Captain’s Log, Stardate 3800.1
We have received orders from Admiral Turner at Starfleet Command, Priority One. A massive Klingon incursion into Federation space, led by General Gorrel, threatens Federation headquarters. We are breaking off our survey mission in quadrant Procyon IV to counter this invasion.

Captain’s Log, Stardate 3804.6
We have been fortunate that the Klingon incursion thus far has been within close range of our original position in quadrant Procyon IV. Within four days of the commencement of hostilities we have intercepted and destroyed six of the Klingon raiders, and we are about to engage a seventh in quadrant Betelgeuse I. Enterprise is at high alert, and I remain impressed at my crew’s ability to weather this tense situation. If we survive this, it is entirely due to their skill and professionalism, and every last member of my crew will deserve Starfleet’s highest honors.

Captain’s Log, Stardate 3817.2
The urgency of the situation has taken a toll on both the crew and the ship; morale suffered, supplies dwindled, energy reserves had fallen, torpedo stores were spent. The starbase in quadrant Antares II was fortunate in every regard, providing both a respite for my crew and supplies for my ship in the final leg of our desperate mission to stop the Klingons. May fortune ever be in our favor, for long range sensors indicate a Klingon flotilla of 3 ships in quadrant Vega II.

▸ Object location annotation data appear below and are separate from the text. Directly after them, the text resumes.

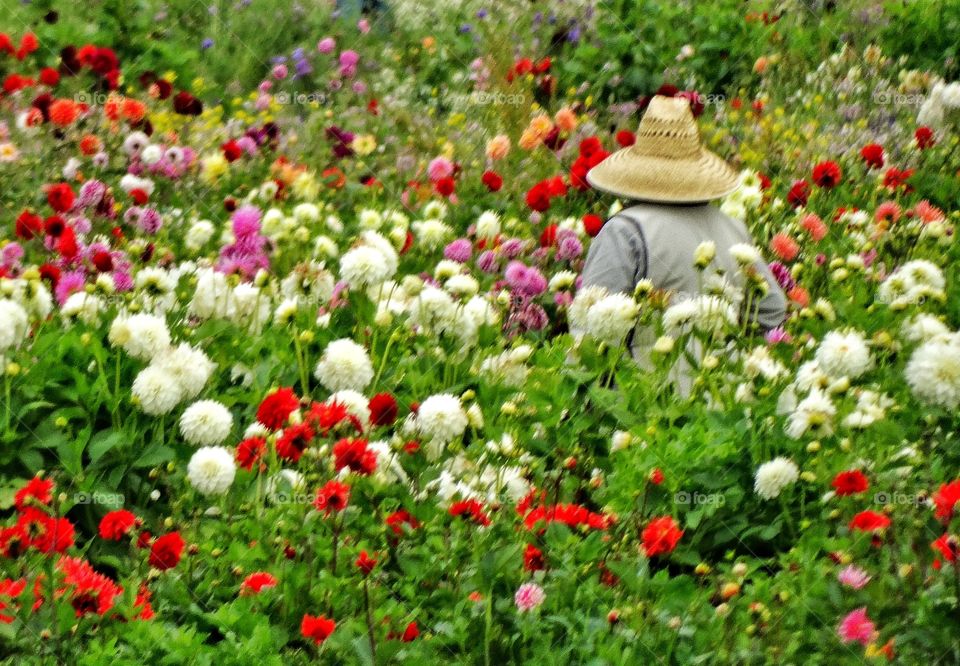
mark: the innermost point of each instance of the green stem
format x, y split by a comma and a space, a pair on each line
370, 636
383, 362
7, 406
487, 628
301, 364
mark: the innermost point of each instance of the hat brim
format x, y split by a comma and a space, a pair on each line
630, 175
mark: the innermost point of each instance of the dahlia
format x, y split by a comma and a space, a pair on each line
277, 407
156, 390
660, 536
206, 423
772, 477
850, 483
441, 418
344, 365
844, 354
257, 582
355, 455
853, 577
826, 174
211, 470
856, 626
612, 318
117, 524
317, 628
869, 521
528, 597
933, 372
13, 331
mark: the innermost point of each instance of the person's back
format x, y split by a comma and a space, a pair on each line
675, 177
658, 242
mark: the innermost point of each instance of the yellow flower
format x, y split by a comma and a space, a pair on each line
363, 144
214, 165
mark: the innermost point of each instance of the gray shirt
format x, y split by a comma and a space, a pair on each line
658, 242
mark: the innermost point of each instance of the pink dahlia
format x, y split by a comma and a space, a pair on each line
528, 597
856, 626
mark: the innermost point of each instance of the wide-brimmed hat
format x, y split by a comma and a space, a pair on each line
667, 163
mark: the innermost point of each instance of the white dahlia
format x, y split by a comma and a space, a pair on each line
344, 365
14, 325
363, 266
211, 470
156, 390
190, 368
933, 372
844, 354
142, 336
612, 318
206, 423
814, 413
441, 418
772, 477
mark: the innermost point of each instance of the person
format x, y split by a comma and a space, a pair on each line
670, 180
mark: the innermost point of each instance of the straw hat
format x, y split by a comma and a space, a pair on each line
666, 164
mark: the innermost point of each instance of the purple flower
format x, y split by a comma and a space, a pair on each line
487, 261
149, 221
246, 221
69, 283
777, 335
525, 279
782, 273
326, 45
569, 247
459, 251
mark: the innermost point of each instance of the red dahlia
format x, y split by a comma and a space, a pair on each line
799, 193
117, 524
827, 174
355, 455
365, 563
660, 536
36, 489
872, 155
293, 440
869, 521
257, 582
332, 497
317, 628
166, 551
945, 499
850, 483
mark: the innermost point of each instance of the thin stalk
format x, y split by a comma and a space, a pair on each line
370, 636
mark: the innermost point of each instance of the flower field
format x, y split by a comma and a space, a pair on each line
297, 366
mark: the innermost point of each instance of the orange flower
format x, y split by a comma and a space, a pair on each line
800, 296
111, 108
566, 119
541, 125
784, 247
133, 110
63, 112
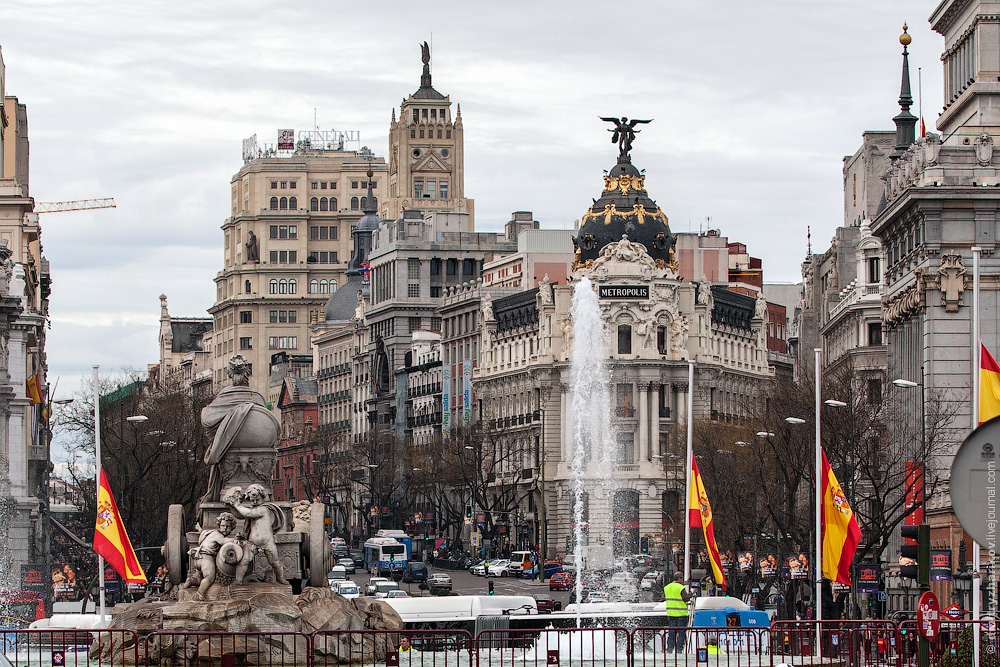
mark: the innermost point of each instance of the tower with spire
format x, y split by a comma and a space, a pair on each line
426, 153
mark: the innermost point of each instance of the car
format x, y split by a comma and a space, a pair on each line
560, 581
545, 603
348, 589
417, 570
439, 581
370, 587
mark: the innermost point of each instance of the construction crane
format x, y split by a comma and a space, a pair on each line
76, 205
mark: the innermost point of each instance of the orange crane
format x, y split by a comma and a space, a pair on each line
75, 205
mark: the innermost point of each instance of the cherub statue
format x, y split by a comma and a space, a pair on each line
203, 570
264, 520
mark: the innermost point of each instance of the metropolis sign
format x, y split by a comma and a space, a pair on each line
623, 292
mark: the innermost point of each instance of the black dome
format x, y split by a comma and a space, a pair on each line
624, 208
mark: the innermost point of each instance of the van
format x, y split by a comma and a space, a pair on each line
523, 558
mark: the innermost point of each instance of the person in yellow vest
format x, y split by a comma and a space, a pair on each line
676, 595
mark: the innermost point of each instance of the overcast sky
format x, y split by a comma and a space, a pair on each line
755, 104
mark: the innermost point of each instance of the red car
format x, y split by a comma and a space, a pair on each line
560, 581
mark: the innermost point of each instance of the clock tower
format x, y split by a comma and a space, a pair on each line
426, 154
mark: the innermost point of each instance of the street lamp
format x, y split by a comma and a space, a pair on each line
909, 384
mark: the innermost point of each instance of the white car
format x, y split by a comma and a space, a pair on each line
348, 589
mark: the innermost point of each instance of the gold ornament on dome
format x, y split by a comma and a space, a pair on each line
625, 182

Captain’s Log, Stardate 3820.4
With less than five days remaining before the Klingon fleet arrives at Starfleet Headquarters, we faced our most difficult battle yet in quadrant Capella IV. Starfleet Intelligence indicated that only three ships remain of General Gorrel’s invasion fleet, and here we found two Klingon ships. We were able to dispatch the closer of the two Klingon ships with some fine work by Ensign Chekov and our torpedo control room, but the Klingon disruptor fire disabled our torpedo tubes. We returned phaser fire and destroyed the remaining Klingon ship, but the damage was done–Mister Scott estimates that repairs to the photon torpedo tubes will require at least 3 days. Fortunately, only one ship remains, and I am preparing to order Mr. Sulu to lay in a course.

Captain’s Log, Stardate 3821.7
Some fine work by Mr. Sulu at helm dropped us out of warp literally on top of the Klingon vessel, and a phaser blast dispatched the final Klingon ship menacing Federation space. Commendations to my entire crew for their sterling work during this galactic crisis. Now we will put into a starbase for repairs, if only to end Mr. Scott’s complaints, and, of course, much needed shore leave for my crew. And after that, a welcome return to our mission of galactic survey, boldly going where no man has gone before.
After looking at classic Star Trek games for the TRS-80 Color Computer, I did one of my periodic dives through source code and such online for the vintage Star Trek games. And so I began playing with J.K. Boyce’s Python port of the 1978 Super Star Trek game. The Emanuele Bolognesi Interplay-ed port is cool as hell and I recommend it, but there’s just something delightfully retro about playing the text-based game in a terminal window, and it plays through, start to finish, in less than ten minutes.
It is hard as hell. Sometimes there are ridiculous amounts of Klingons to destroy, sometimes there are too few Starbases for resupply, sometimes your warp engines conk out. There is nothing worse than losing your warp engines for 5 stardates and being barely able to move. But sometimes you get a starting scenario that’s just beatable enough, if everything goes right.
And the height, of coolness, of course, is playing Super Star Trek in an LCARS environment.

The BASIC code for the 1979 Super Star Trek is online — it’s in Boyce’s GitHub repository — and I tried loading it in the CoCo 3 emulator. The David H. Ahl/Bob Leedom code takes out as many spaces as possible — computers didn’t have a lot of RAM in 1978! — but the CoCo’s Extended Color BASIC can’t handle such packed code, and it kicks out syntax errors as a result. And when I fixed a few, just to see what would happen, it generated this insane scenario…

192 Klingons! 66 Starbases! Let’s work the math here. The game has 64 quadrants. (Yes, I know that is totally mangling the meaning of the word “quadrant,” but it’s what the game uses.) So that is an average of 3 Klingons per quadrant, and an average of at least 1 Starbase per quadrant. My guess it that whatever BASIC Ahl and Leedom used in 1978 parsed the RND()
function in a different fashion than Extended Color BASIC did in 1986.
If I did get it to run, that would be a wild, wild game. Probably not unlike late stages of SEGA’s Star Trek Strategic Combat Simulator arcade game. (I never did beat that game. I could get up to level 6 regularly and into level 7 if everything went right, but there were just too many damn Klingons at those higher levels. I can’t imagine that anyone ever beat it.) Klingons everywhere, lots of chaos!
I probably won’t fix Super Star Trek for the CoCo…
Second star on the right, and straight on til morning. At least until I open a terminal and a fleet of Klingons invades the galaxy again, that is!